The top-level key is the dataset name used as a dataset identifier in the catalog - shuttles, weather in the example below.
The next level includes multiple keys. The first mandatory key is type, which declares the dataset type to use. The rest of the keys are dataset parameters and vary depending on the implementation. To get the extensive list of dataset parameters, see the kedro-datasets documentation.and navigate to the __init__ method of the target dataset.
Some dataset parameters can be further configured depending on the libraries underlying the dataset implementation. In the example below, a configuration of the shuttles dataset includes the load_args parameter which is defined by the pandas option for loading CSV files.

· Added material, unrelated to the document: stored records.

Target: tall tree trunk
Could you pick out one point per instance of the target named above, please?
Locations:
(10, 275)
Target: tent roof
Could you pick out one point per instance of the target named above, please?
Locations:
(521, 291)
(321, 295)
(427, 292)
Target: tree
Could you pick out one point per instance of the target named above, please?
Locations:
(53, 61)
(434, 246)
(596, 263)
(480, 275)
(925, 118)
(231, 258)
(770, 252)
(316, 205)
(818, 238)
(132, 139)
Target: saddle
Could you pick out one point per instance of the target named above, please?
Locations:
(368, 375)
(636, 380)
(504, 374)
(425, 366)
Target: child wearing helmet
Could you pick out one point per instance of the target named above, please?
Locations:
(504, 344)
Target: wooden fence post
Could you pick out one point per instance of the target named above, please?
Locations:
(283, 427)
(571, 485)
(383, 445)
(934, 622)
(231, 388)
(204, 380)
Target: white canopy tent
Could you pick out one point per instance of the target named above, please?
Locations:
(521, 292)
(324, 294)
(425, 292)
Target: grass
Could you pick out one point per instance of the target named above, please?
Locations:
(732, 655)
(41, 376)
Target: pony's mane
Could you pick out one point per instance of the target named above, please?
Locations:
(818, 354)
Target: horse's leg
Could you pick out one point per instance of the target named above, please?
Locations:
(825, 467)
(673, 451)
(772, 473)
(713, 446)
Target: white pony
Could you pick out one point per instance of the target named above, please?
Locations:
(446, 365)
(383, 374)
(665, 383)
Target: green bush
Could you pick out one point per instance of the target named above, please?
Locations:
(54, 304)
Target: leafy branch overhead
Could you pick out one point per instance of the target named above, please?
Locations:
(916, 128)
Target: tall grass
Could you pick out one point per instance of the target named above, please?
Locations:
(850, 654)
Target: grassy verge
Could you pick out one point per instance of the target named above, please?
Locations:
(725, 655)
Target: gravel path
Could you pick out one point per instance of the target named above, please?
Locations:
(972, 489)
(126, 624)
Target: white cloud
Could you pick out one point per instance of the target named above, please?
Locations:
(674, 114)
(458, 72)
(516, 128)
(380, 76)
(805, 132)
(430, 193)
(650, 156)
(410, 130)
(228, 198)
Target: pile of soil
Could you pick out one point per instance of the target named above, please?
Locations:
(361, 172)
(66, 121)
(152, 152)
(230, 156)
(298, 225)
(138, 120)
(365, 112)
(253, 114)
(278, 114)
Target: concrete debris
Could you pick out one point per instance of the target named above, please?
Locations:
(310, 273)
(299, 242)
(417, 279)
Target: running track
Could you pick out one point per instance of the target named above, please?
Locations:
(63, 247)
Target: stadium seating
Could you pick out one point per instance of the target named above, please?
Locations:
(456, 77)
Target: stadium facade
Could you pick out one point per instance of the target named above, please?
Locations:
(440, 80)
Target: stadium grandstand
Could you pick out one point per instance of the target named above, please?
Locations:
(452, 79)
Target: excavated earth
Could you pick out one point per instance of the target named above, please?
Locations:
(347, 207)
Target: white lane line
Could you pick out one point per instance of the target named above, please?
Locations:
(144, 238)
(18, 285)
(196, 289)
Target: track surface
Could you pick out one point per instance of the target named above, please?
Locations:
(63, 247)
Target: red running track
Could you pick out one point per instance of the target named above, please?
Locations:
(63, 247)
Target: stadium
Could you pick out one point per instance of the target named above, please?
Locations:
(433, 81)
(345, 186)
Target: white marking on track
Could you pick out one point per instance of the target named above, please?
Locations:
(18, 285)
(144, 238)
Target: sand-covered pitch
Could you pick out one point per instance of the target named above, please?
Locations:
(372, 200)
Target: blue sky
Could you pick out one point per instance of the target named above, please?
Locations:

While the save_args parameter in a configuration of the weather dataset is defined by the snowpark saveAsTable method. To get the extensive list of dataset parameters, see the kedro-datasets documentation. and navigate to the target parameter in the __init__ definition for the dataset. For those parameters we provide a reference to the underlying library configuration parameters. For example, under the load_args parameter section for pandas.ExcelDataset you can find a reference to the pandas.read_excel method defining the full set of the parameters accepted.

Note

Kedro datasets delegate any of the load_args / save_args directly to the underlying implementation.

The example below showcases the configuration of two datasets - shuttles of type pandas.ExcelDataset and weather of type snowflake.SnowparkTableDataset.

shuttles: # Dataset name
  type: pandas.ExcelDataset # Dataset type
  filepath: data/01_raw/shuttles.xlsx # pandas.ExcelDataset parameter
  load_args: # pandas.ExcelDataset parameter
    engine: openpyxl # Pandas option for loading CSV files

weather: # Dataset name
  type: snowflake.SnowparkTableDataset # Dataset type
  table_name: "weather_data"
  database: "meteorology"
  schema: "observations"
  credentials: snowflake_client
  save_args: # snowflake.SnowparkTableDataset parameter
    mode: overwrite # Snowpark saveAsTable input option
    column_order: name
    table_type: ''

Dataset `type`¶

Kedro supports a range of connectors, for CSV files, Excel spreadsheets, Parquet files, Feather files, HDF5 files, JSON documents, pickled objects, SQL tables, SQL queries, and more. They are supported using libraries such as pandas, PySpark, NetworkX, and Matplotlib.

kedro-datasets documentation contains a comprehensive list of all available file types.

Dataset `filepath`¶

Kedro relies on fsspec to read and save data from a variety of data stores including local file systems, network file systems, cloud object stores, and Hadoop. When specifying a storage location in filepath:, you should provide a URL using the general form protocol://path/to/data. If no protocol is provided, the local file system is assumed (which is the same as file://).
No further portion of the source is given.